An Atlas of Clinical Associations Mapping to Variants within Protein Structures
Each human genome consists of approximately 6 billion pairs of DNA, represented by combinations of nucleotides known as A, T, C, and, G. Only a fraction of this genome represents genes, units of As, Ts, Cs, and Gs that instruct the cell to make something like a protein. We know from rare genetic diseases like sickle cell anemia that a single change in the DNA sequence can cause disease by altering the protein's function. In general, the DNA sequences of genes that result in protein products are thought to be very important and, when altered, could be a cause of severe disease or death early in life or make a person more susceptible to developing a chronic disease later in life.

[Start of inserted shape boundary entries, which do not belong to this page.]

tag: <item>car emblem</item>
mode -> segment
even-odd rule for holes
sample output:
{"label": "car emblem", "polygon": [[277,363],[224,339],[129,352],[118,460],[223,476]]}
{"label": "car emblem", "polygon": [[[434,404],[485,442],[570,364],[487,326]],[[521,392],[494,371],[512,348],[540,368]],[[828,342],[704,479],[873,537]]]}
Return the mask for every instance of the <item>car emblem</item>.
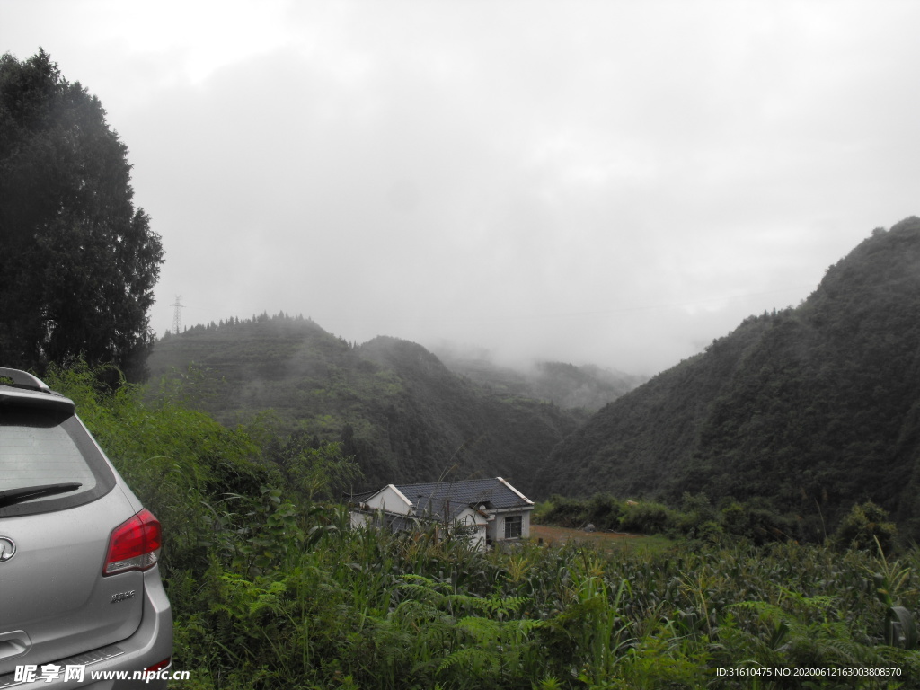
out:
{"label": "car emblem", "polygon": [[8,536],[0,536],[0,563],[6,563],[16,556],[16,542]]}

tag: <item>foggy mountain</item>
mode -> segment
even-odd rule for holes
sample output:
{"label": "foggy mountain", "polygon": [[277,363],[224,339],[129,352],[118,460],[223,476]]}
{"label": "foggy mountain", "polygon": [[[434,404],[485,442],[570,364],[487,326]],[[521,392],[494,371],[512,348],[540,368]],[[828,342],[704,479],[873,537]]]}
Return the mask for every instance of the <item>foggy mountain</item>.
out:
{"label": "foggy mountain", "polygon": [[540,483],[763,497],[821,533],[872,500],[920,535],[920,219],[877,229],[799,307],[745,319],[604,407]]}
{"label": "foggy mountain", "polygon": [[492,380],[479,362],[476,372],[458,365],[460,375],[416,343],[348,343],[284,314],[169,335],[148,366],[153,377],[192,375],[198,404],[224,424],[270,409],[279,433],[342,442],[364,473],[355,489],[501,476],[537,492],[537,469],[588,417],[566,406],[599,407],[633,382],[561,363],[533,376],[494,367]]}
{"label": "foggy mountain", "polygon": [[564,408],[596,412],[648,376],[624,374],[594,365],[536,362],[512,367],[497,363],[488,351],[442,343],[431,349],[452,372],[493,393],[546,400]]}

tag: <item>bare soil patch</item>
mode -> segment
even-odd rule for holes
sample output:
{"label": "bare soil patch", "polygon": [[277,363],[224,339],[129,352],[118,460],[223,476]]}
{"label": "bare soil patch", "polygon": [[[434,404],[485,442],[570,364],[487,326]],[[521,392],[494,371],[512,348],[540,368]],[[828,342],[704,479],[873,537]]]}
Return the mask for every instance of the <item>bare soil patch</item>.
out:
{"label": "bare soil patch", "polygon": [[566,544],[578,541],[597,546],[612,546],[612,542],[623,542],[630,539],[644,539],[642,535],[627,535],[624,532],[584,532],[566,527],[553,527],[548,524],[530,525],[530,538],[543,539],[546,544]]}

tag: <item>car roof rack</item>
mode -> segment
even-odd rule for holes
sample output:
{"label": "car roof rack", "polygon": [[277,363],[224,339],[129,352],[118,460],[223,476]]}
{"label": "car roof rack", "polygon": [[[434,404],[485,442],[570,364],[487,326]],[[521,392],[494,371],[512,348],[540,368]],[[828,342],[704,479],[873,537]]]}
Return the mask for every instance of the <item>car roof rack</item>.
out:
{"label": "car roof rack", "polygon": [[6,367],[0,367],[0,376],[6,376],[8,379],[12,379],[13,385],[17,388],[37,390],[41,393],[51,392],[51,388],[49,388],[41,379],[33,376],[29,372],[23,372],[19,369],[6,369]]}

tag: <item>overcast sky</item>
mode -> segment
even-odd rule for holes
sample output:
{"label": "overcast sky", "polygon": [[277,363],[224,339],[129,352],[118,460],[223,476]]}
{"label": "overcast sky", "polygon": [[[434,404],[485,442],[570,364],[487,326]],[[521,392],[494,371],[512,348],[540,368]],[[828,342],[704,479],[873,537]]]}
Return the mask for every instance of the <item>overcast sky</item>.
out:
{"label": "overcast sky", "polygon": [[653,374],[920,214],[917,2],[0,0],[98,96],[163,238],[158,335]]}

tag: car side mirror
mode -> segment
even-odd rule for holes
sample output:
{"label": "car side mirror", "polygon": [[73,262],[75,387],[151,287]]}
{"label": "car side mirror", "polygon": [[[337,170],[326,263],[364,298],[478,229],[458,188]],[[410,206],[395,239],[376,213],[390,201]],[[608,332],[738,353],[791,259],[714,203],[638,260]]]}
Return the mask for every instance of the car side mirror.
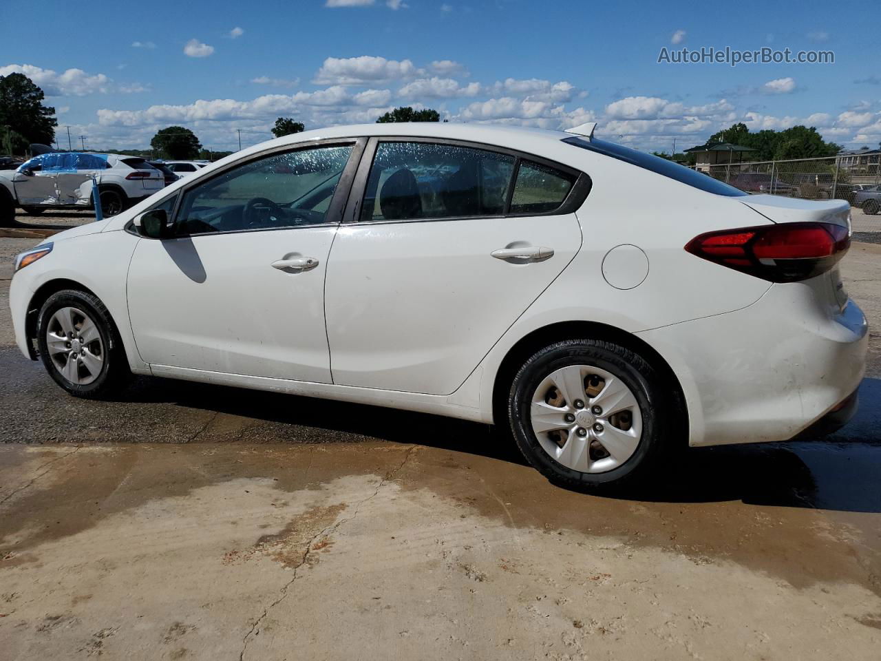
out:
{"label": "car side mirror", "polygon": [[171,236],[168,213],[165,209],[153,209],[136,216],[132,221],[137,234],[148,239],[167,239]]}

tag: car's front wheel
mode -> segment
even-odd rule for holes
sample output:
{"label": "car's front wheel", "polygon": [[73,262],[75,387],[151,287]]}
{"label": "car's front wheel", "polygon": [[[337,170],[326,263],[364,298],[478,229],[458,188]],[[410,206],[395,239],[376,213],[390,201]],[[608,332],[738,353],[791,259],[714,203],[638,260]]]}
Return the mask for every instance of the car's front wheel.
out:
{"label": "car's front wheel", "polygon": [[114,189],[105,189],[100,192],[101,214],[106,218],[116,216],[125,211],[125,196]]}
{"label": "car's front wheel", "polygon": [[620,484],[645,474],[668,443],[677,418],[670,391],[626,346],[566,340],[538,351],[517,372],[508,420],[526,459],[552,480]]}
{"label": "car's front wheel", "polygon": [[76,397],[100,397],[130,374],[110,313],[85,292],[49,296],[37,317],[37,345],[49,375]]}

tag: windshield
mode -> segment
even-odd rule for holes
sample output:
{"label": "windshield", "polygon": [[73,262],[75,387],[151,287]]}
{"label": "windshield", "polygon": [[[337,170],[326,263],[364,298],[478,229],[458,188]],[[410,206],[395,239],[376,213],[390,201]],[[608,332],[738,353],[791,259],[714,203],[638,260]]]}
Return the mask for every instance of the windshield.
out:
{"label": "windshield", "polygon": [[611,156],[613,159],[618,159],[618,160],[623,160],[626,163],[631,163],[632,165],[635,165],[637,167],[642,167],[643,169],[650,170],[656,175],[661,175],[662,176],[665,176],[670,179],[675,179],[677,182],[680,182],[681,183],[685,183],[692,188],[706,190],[707,193],[726,195],[732,197],[735,196],[747,195],[747,193],[734,188],[734,186],[729,186],[727,183],[719,182],[707,175],[698,172],[697,170],[692,170],[690,167],[685,167],[678,163],[674,163],[672,160],[662,159],[659,156],[645,153],[644,152],[638,152],[635,149],[625,147],[621,145],[616,145],[613,142],[607,142],[596,137],[591,138],[590,140],[586,140],[583,137],[566,137],[563,139],[563,142],[568,143],[569,145],[573,145],[576,147],[581,147],[581,149],[589,150],[590,152],[596,152],[596,153],[604,154],[605,156]]}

The genomics community now has the ability to sequence genomes, which gives us the complete catalog of a person's As, Ts, Cs, and Gs. While we have a good idea of where genes are located in these sequences, we do not understand how a single change of an A, T, C, or G within the gene will impact the making of or function of the gene's protein. We also do not have an understanding if these changes within the protein-important sequences will make people more susceptible to disease and, if so, which ones.
We expect the UK BioBank dataset will provide us with a list of DNA changes in protein-important sequences that possibly predispose people to specific common diseases. The UK BioBank is one of the only studies available to us that has DNA sequences in protein-important regions of the genome on people who have also provided health-related data and blood for laboratory measurements for important markers of health such as cholesterol levels. We have developed a new way to screen all the As, Ts, Cs, and Gs to identify which changes might be bad for the protein. Using our new method, we will screen the UK BioBank sequences for these changes and test whether or not these sequence changes are more frequent among UK BioBank participants with diseases compared to healthy UK BioBank participants. Results from this study will help the scientific community better understand which genetic changes are important for common human diseases and may provide us with clues as to how to better prevent, diagnose, and/or treat them.